Amid persistent global demand for professionals in science, technology, engineering and math (STEM), the U.S. is in an enviable spot: It’s the leader in producing highly skilled computer science graduates.
But where the nation falls short is in diversity — the number of women, as well as black and Hispanic students, graduating from undergraduate computer science programs.
That reflects the lack of diversity overall in the rapidly growing STEM workforce. The U.S. Bureau of Labor Statistics projects 13 percent growth in computer and information research scientist jobs through 2026. And that’s just in the United States.
Women make up a greater share of workers in areas of life and physical sciences, but their representation among computing professionals has declined, according to a Pew Research Center analysis. The share of women in computer occupations has dropped, from 32 percent in 1990 to 25 percent in 2018, according to Pew.
Black and Hispanic workers account for 11 percent and 16 percent, respectively, of the overall workforce, but represent nine percent and seven percent of science, technology, engineering and math jobs, according to Pew.
The challenge to increase diversity in STEM also represents an opportunity for the U.S. to emerge as a leader and maintain its edge in computer science skills.
Undergraduate seniors in U.S. computer science programs “substantially outperform” their peers in China, India and Russia, according to a recent study published in the Proceedings of the National Academy of Sciences of the United States of America. Collectively, the U.S., China, India and Russia produce about half of the world’s STEM graduates, the researchers note.
The edge in skill level remained even when researchers compared U.S. students in average computer science programs to students in average computer science programs in the other four nations. Students in average U.S. computer science programs also performed on par with students in elite programs in the other nations, researchers found.
U.S. Expands the Candidate Pool to Maintain Edge in STEM
Such information about graduates’ skill levels cannot only inform employers seeking qualified employees but also “policymakers and administrators seeking to improve the quality and diversity of CS programs in an international context,” the study states.
But the researchers also found “consistent but moderate differences” in the skills between male and female students in the four countries. That gender gap, they note, indicates “more effort is needed to attract higher-achieving female students into CS and ensure that they have equal opportunities to receive a quality education.”
Recent efforts to reverse that trend and boost diversity in computer science programs and in STEM careers include a recent partnership between Google and Howard University in Washington, D.C. Students spend an academic year immersed at the tech giant’s Silicon Valley headquarters. They also receive a stipend to cover housing and other expenses, as well as “full access to Google resources,” the university announced last year.
The demand for computer science and IT jobs is precisely why Augusta University in Georgia launched its first cybersecurity engineering degree. The university is also working with the military on educational options for military professionals — another example of way to increase access and diversity.

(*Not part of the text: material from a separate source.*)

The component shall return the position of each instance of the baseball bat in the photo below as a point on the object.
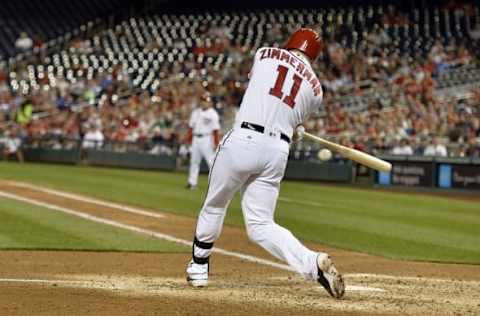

Similar partnerships with tech companies are one way to draw students to computer science programs. Other opportunities include embracing esports, which can give students access to scholarships and foster interest in STEM.
Higher education leaders should also consider increasing access to technology that might help minimize financial barriers for students. This could include allowing students to borrow laptops and other devices and establishing well-equipped, 24-hour computer labs. By fostering collaboration, educators can also help students develop in-demand soft skills such as teamwork and problem-solving.
There also are practical reasons to increase diversity.
“Diverse teams are more likely to find differences of opinions or expectations on what a system should do and how it should work,” Wright says. “This gives teams a higher chance of identifying issues early on, instead of waiting until their product is out in the world to discover there are whole populations that were not even considered during the planning stages.”